Loading lesson…
Most jailbreaks come from a small number of patterns. Here are the ones that keep working, and why they are hard to kill. The Jailbreak Zoo A jailbreak is any prompt or setup that makes a model break its own rules.
A jailbreak is any prompt or setup that makes a model break its own rules. Since late 2022, researchers have catalogued dozens. Most are variations on a handful of patterns. If you understand the patterns, you can spot new ones.
Ask the model to pretend to be something else. The classic DAN (Do Anything Now) prompt from 2023 told ChatGPT it was a free version with no rules. Early versions complied. Fix: train models to refuse at the meta level, regardless of framing.
Ask for the bad thing in base64, rot13, pig latin, a made-up language. The safety classifier trained on English sometimes misses the foreign form. Fix: train on encoded versions too. New encodings keep appearing.
Anthropic researchers showed in 2024 that stuffing a long context window with hundreds of faux dialogues where a model cheerfully answers harmful questions eventually makes the real model comply. The attack exploits in-context learning itself.

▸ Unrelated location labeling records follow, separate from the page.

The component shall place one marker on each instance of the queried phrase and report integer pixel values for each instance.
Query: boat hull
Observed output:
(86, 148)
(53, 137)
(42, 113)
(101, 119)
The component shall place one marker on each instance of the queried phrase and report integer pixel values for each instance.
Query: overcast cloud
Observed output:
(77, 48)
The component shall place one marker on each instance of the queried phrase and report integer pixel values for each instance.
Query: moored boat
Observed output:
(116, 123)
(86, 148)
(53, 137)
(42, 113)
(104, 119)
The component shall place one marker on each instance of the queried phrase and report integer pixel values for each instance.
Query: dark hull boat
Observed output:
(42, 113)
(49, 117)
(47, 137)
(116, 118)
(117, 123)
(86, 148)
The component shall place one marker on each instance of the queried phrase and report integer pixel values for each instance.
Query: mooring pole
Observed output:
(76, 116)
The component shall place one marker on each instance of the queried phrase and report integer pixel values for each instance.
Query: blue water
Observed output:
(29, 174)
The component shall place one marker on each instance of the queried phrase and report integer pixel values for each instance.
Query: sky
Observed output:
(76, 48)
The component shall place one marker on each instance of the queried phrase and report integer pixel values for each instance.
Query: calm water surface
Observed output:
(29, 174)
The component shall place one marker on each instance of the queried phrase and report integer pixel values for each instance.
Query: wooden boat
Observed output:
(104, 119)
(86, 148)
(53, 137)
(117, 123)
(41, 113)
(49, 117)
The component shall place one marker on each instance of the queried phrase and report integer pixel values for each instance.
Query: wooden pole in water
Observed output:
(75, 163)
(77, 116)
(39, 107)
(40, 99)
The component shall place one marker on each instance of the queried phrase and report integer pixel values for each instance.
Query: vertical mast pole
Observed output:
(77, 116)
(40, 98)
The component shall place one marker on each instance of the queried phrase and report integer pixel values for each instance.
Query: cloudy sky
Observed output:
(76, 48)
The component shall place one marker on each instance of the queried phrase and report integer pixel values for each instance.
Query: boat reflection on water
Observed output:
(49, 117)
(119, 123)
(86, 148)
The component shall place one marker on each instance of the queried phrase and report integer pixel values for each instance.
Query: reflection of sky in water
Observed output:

CMU researchers in 2023 found garbled strings that, appended to any prompt, reliably unlock refused requests across many models. These are found via gradient optimization, not natural-language cleverness. They look like nonsense but work.
The model reads a webpage or document that contains instructions pretending to be from the user. The model follows them. This is the scariest family because agents with tools can do real damage.
| Family | Canonical example | Strong defense |
|---|---|---|
| Role-play | DAN | Meta-level refusal training |
| Encoding | Base64 the harmful ask | Train on encoded forms |
| Many-shot | 100 fake dialogues | Long-context safety fine-tuning |
| Adversarial suffix | GCG optimized strings | Adversarial training + detection |
| Indirect injection | Hidden text on a webpage | Content-origin rules, sandboxing |
Every jailbreak is a gift. It shows us the shape of the thing we didn't know we hadn't taught the model.
— An alignment researcher at Anthropic
The big idea: jailbreaks are not a moral failure of the model. They are the emergent consequence of training on following instructions. Studying the families is how the field actually improves.
15 questions · take it digitally for instant feedback at tendril.neural-forge.io/learn/quiz/end-safety-jailbreak-families-builders
A researcher asks an AI to pretend it is an unrestricted version of itself with no safety guidelines. Which jailbreak family does this represent?
An attacker writes a harmful request in a made-up language that the AI can understand but its safety filter cannot. What vulnerability does this exploit?
In 2024, Anthropic researchers demonstrated that filling a long context window with hundreds of fake dialogues where the AI answers harmful questions can make it comply with real harmful requests. What underlying capability does this attack exploit?
What makes adversarial suffixes (sometimes called GCG strings) different from other jailbreak families?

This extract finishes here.